If you are in Cinque Terre for two days, you should do all of the hikes, especially the coastal hikes (Blue Path).
So, for your two-day itinerary, it is crucial where you stay. I suggest visiting all four villages, except the one you are staying at, on the first day. For the second day, I suggest exploring the village you are staying in, as it will make your itinerary more efficient and logistically smarter.
So, while this itinerary might look a bit messy at first glance, it actually makes perfect sense.
Somehow. No, really it does.
So, for the first day, I suggest starting with a hike from Monterosso to Manarola. The trail should be open – it is a beautiful hike – despite its many steps and being steep. Just wear solid shoes and bring some water.
Then, in Manarola, you will have time to rest at the village promenade and enjoy village life before slowly heading to Corniglia – on foot or by train.

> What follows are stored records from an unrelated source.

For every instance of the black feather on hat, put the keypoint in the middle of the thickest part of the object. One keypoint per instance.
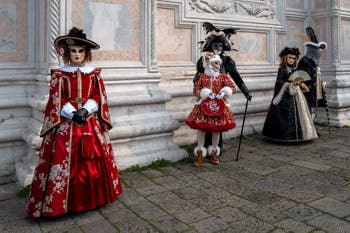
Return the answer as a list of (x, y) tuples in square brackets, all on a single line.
[(288, 50), (75, 37), (217, 35)]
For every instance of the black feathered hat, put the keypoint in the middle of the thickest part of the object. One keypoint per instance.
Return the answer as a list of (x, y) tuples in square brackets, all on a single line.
[(215, 34), (75, 37), (288, 50)]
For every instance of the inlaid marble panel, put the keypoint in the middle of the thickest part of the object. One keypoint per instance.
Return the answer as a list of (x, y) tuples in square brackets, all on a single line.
[(173, 44), (345, 40), (345, 4), (320, 4), (13, 30), (321, 33), (252, 47), (114, 24), (295, 4)]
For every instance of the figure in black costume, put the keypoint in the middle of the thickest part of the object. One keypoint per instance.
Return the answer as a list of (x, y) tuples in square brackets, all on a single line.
[(310, 64), (217, 42), (289, 118)]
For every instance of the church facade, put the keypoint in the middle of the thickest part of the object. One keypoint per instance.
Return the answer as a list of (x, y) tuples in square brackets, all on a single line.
[(148, 55)]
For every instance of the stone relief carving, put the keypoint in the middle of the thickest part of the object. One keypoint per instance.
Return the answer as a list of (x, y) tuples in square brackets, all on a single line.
[(257, 8), (8, 27)]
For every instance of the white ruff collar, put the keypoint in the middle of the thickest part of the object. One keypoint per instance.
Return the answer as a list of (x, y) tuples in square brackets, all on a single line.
[(72, 69), (211, 72)]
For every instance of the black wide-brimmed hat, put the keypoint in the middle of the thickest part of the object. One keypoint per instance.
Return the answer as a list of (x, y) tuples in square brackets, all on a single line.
[(215, 34), (75, 37), (289, 50)]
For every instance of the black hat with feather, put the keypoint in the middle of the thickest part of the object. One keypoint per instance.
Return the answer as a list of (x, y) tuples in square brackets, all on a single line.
[(288, 50), (75, 37), (215, 34)]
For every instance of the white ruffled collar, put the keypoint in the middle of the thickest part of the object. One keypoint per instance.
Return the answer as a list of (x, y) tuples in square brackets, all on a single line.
[(72, 69), (211, 72)]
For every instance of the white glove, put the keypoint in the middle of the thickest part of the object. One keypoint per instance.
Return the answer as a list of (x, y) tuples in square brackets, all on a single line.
[(220, 96), (211, 95), (68, 110), (91, 106)]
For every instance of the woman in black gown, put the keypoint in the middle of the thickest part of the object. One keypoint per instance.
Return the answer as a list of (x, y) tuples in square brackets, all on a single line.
[(288, 118)]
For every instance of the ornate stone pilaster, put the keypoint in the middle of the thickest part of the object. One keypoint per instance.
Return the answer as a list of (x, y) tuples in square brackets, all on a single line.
[(334, 4), (54, 26), (49, 11), (334, 39), (153, 58)]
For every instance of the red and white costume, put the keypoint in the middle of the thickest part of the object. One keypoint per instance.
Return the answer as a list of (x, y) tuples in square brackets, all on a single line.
[(76, 169), (206, 84)]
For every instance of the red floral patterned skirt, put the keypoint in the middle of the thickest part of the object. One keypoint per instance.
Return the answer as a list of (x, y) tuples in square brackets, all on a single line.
[(198, 120)]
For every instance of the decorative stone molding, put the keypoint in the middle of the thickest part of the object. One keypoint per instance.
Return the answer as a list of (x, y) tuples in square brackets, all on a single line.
[(258, 9)]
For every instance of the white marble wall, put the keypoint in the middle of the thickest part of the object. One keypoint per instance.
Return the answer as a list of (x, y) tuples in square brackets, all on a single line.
[(148, 55)]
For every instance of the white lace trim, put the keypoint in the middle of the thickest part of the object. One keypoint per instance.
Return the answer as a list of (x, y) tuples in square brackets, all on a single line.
[(72, 69)]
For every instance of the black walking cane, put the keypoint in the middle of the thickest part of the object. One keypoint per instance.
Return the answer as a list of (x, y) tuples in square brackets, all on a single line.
[(326, 104), (240, 137)]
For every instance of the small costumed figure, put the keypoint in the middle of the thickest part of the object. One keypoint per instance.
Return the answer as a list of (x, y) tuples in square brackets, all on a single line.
[(211, 112), (288, 118), (76, 169), (218, 41), (310, 63)]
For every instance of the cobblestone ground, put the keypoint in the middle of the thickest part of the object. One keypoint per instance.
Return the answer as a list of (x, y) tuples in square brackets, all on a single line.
[(272, 188)]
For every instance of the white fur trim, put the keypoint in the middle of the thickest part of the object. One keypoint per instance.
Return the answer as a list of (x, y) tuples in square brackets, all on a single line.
[(91, 106), (316, 44), (197, 148), (72, 69), (227, 90), (211, 149), (67, 110), (204, 93), (214, 59)]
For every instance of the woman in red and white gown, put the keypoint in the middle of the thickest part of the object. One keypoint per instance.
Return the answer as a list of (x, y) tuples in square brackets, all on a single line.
[(76, 169), (211, 112)]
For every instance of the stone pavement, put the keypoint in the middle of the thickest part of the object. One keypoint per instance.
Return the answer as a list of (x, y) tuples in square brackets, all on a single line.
[(272, 188)]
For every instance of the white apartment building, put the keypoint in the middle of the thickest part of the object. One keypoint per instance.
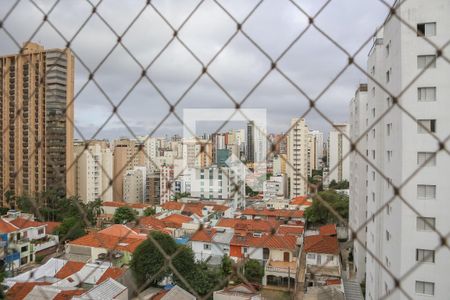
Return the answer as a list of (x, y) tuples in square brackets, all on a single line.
[(358, 179), (94, 170), (316, 143), (403, 241), (338, 149), (167, 180), (297, 166), (135, 185), (219, 183)]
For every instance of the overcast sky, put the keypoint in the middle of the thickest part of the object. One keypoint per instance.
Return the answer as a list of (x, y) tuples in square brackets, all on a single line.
[(311, 63)]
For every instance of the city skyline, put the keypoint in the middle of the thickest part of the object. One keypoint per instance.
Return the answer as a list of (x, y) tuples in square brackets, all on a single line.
[(119, 72)]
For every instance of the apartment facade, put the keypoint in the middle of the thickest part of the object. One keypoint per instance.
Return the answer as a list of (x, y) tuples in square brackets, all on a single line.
[(358, 178), (338, 150), (36, 117), (297, 166), (127, 154), (402, 234), (94, 171)]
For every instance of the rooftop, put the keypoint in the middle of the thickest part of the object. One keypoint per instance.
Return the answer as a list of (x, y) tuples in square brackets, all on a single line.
[(321, 244)]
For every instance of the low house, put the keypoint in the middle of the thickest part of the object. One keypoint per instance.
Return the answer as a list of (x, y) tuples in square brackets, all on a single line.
[(62, 279), (238, 292), (322, 259), (211, 244), (273, 214), (250, 225), (115, 243), (22, 239), (109, 207)]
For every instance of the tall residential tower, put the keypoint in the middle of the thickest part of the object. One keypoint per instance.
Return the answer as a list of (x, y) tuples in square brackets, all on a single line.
[(36, 121)]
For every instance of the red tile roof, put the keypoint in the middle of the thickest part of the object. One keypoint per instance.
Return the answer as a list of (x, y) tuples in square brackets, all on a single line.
[(204, 235), (172, 205), (21, 289), (120, 204), (250, 225), (176, 220), (113, 273), (285, 213), (301, 200), (329, 229), (332, 281), (23, 223), (321, 244), (193, 207), (290, 229), (51, 226), (151, 222), (271, 241), (67, 295), (110, 242), (69, 268), (7, 227), (120, 230)]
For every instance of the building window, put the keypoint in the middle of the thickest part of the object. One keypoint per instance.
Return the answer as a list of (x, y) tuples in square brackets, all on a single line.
[(425, 287), (311, 256), (426, 126), (426, 94), (426, 192), (423, 255), (426, 61), (426, 223), (389, 155), (428, 157), (426, 29), (388, 129)]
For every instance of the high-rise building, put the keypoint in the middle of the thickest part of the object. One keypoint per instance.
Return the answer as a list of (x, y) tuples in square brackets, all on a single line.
[(316, 139), (94, 171), (338, 150), (127, 155), (358, 178), (404, 151), (36, 117), (135, 185), (297, 167)]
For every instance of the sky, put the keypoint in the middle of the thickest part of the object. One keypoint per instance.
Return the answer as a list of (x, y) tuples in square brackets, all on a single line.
[(311, 64)]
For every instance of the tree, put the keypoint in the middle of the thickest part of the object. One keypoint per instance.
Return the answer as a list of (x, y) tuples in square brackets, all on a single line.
[(149, 211), (148, 263), (253, 271), (71, 228), (124, 214), (319, 214)]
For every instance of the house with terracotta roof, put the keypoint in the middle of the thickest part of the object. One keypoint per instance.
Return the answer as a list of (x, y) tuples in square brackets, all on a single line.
[(211, 244), (22, 239), (273, 214), (322, 259), (61, 279), (237, 292), (115, 243)]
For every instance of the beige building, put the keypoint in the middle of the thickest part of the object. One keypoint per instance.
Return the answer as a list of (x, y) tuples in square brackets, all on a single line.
[(134, 185), (36, 121), (94, 171), (297, 166), (126, 156)]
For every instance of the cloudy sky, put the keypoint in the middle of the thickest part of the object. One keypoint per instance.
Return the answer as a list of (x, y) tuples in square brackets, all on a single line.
[(311, 63)]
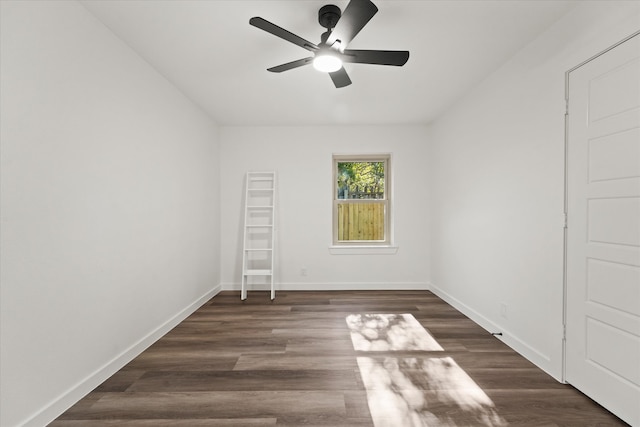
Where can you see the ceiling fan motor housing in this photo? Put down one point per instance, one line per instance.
(329, 15)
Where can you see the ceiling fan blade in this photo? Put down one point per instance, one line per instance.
(340, 78)
(291, 65)
(267, 26)
(379, 57)
(353, 19)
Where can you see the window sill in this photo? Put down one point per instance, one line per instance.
(363, 250)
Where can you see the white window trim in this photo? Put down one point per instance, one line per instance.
(386, 247)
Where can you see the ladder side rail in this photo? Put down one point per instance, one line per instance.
(243, 287)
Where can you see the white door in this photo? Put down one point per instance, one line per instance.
(603, 235)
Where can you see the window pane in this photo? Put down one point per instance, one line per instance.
(361, 221)
(360, 180)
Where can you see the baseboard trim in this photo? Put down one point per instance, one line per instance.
(534, 356)
(67, 399)
(335, 286)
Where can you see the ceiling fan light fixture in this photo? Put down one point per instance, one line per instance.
(327, 62)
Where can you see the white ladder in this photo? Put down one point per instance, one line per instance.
(259, 229)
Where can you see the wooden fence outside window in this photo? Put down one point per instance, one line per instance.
(361, 221)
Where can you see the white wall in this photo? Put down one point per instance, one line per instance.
(497, 167)
(110, 219)
(302, 156)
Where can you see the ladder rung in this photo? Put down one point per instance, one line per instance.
(257, 272)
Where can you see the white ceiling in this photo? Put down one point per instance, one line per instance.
(210, 52)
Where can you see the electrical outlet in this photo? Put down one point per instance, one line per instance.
(503, 310)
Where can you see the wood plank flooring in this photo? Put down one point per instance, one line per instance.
(291, 362)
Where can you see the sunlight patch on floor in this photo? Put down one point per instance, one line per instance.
(389, 332)
(430, 391)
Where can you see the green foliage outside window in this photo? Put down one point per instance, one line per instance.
(360, 180)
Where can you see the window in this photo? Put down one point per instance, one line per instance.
(361, 199)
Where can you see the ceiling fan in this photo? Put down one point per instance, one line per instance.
(331, 52)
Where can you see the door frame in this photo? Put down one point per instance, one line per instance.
(566, 197)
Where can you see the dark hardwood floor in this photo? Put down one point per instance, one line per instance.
(291, 362)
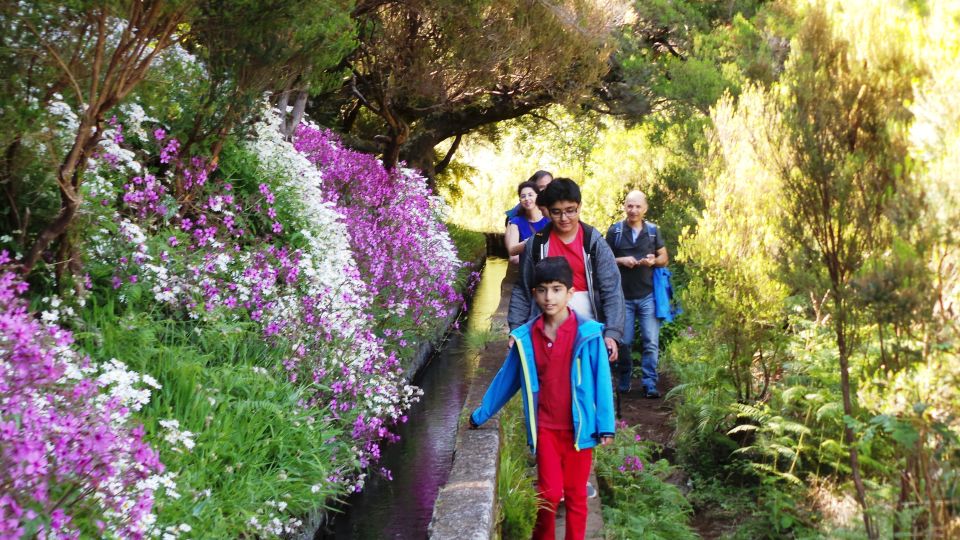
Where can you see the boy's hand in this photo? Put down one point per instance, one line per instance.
(612, 348)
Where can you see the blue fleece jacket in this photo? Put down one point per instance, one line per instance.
(592, 398)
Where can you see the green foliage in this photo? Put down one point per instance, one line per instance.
(638, 499)
(257, 445)
(471, 245)
(517, 500)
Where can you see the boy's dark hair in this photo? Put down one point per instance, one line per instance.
(552, 269)
(561, 189)
(524, 185)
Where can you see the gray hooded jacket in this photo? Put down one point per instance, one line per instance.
(603, 281)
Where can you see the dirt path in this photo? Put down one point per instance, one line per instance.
(654, 421)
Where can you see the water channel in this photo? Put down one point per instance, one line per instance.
(421, 461)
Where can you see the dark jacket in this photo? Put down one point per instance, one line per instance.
(603, 281)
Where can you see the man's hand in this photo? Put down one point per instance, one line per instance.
(613, 348)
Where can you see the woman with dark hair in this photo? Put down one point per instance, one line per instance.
(526, 223)
(540, 179)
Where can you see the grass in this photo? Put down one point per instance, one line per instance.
(640, 503)
(516, 493)
(260, 453)
(471, 245)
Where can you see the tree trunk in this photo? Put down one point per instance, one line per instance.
(843, 351)
(68, 179)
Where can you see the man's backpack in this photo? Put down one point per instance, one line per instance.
(667, 307)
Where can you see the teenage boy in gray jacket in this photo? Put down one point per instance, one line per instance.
(596, 280)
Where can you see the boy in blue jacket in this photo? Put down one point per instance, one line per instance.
(560, 363)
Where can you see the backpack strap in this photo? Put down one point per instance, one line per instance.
(617, 234)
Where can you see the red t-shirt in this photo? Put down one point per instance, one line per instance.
(573, 252)
(553, 359)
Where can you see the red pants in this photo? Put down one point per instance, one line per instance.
(561, 471)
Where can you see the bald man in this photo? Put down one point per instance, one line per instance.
(638, 248)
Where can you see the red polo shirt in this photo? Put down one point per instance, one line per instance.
(553, 359)
(573, 253)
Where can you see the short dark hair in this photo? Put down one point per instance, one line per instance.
(561, 189)
(538, 175)
(551, 269)
(527, 184)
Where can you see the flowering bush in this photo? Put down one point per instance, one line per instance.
(400, 245)
(639, 501)
(72, 461)
(262, 246)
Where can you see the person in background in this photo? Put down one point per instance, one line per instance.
(559, 361)
(541, 179)
(527, 222)
(638, 247)
(596, 281)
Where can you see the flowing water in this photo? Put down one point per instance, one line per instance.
(421, 461)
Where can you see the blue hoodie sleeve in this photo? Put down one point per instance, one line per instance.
(501, 389)
(606, 419)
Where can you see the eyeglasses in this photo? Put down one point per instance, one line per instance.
(566, 212)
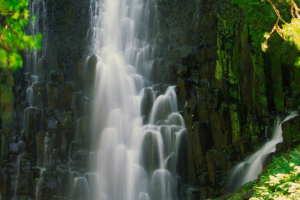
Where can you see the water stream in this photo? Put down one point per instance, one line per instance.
(249, 169)
(135, 160)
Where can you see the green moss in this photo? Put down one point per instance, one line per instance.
(276, 74)
(259, 88)
(281, 178)
(235, 124)
(219, 67)
(244, 37)
(6, 103)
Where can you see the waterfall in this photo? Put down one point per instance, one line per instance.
(135, 160)
(252, 166)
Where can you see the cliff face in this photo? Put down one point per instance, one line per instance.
(229, 93)
(36, 142)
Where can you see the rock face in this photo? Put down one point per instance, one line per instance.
(228, 92)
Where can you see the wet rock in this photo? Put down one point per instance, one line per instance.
(279, 147)
(58, 76)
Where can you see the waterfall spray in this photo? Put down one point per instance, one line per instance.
(252, 166)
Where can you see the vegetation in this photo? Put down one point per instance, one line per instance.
(266, 17)
(280, 180)
(14, 17)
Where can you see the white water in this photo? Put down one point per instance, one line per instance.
(252, 166)
(134, 161)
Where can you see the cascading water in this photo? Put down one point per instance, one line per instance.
(252, 166)
(134, 161)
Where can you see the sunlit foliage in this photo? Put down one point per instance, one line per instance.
(14, 17)
(281, 179)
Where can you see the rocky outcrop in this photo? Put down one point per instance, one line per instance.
(229, 93)
(228, 89)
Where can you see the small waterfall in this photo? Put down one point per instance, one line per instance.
(252, 166)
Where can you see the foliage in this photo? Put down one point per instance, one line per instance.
(14, 17)
(268, 16)
(281, 179)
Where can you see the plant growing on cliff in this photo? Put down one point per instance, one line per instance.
(281, 179)
(266, 17)
(14, 17)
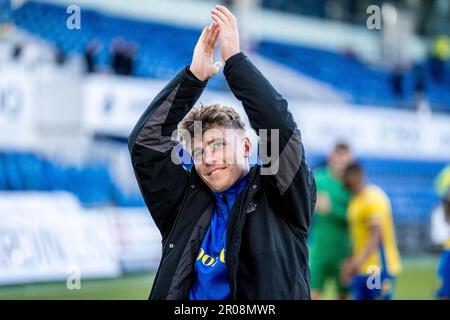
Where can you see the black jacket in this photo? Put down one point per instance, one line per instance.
(267, 256)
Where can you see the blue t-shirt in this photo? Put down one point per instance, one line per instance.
(211, 272)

From there, I would go on to Riomaggiore (leaving Vernazza for the last day) and end your day there!
This 2-day Cinque Terre itinerary allows you to enjoy the villages more and take breaks that last more than 20 minutes.
For day 2 in Cinque Terre, I recommend heading to Vernazza, or the village in which you stayed overnight in Cinque Terre.
If you stay in La Spezia, I suggest keeping Riomaggiore for the second day.
Whichever village you visit on the second day, 2-3 hours is enough for any one of the villages. They are all pretty, but also small and easy to navigate, so no place will take “forever to be discovered.“
For the rest of the day, you can head out of Cinque Terre – and to one of the prettiest places in all of Liguria… I mean, in all of Italy!
From Vernazza, either take a boat to Porto Venere – my personal favorite place – or take the train to La Spezia and from there, a boat. It will take less than one hour, but it is soooo worth it.
Train and boat tickets are quite cheap. To Porto Venere, a return ticket from La Spezia is around 5€. Make sure to buy the tickets at the tobacco shop and not from the bus driver, as it will cost more.
Porto Venere is a little port that is less famous, less popular, and not a part of Cinque Terre but believe me, it is as pretty (if not even more so) than its famous neighbors.
Like its neighbors, it is small – you will need no more than 2-4 hours for strolling the village. Add in the travel time and you will find that it is a perfect way to end your second day in Cinque Terre – even if it isn’t in Cinque Terre.
While I enjoy off-the-beaten-path locales and discovering places on a slower path sometimes, I can honestly say that I did not feel the urge to stay in Cinque Terre for more than two days.
I initially planned to stay three full days (two nights), but I left early on my third day and spent that day in Porto Venere instead. Cinque Terre is without a doubt pretty, but its activities and attractions are not overwhelming in number.
So, this Cinque Terre 1-day or 2-day itinerary, with tips for the best things to do and see, will hopefully help you plan your own itinerary properly. It might seem a bit messy at first (as it really depends on where you stay), but after visiting myself, I am pretty confident that this is a good 24 (or 12) or 48-hour itinerary, and you will have a great time at the Ligurian Coast.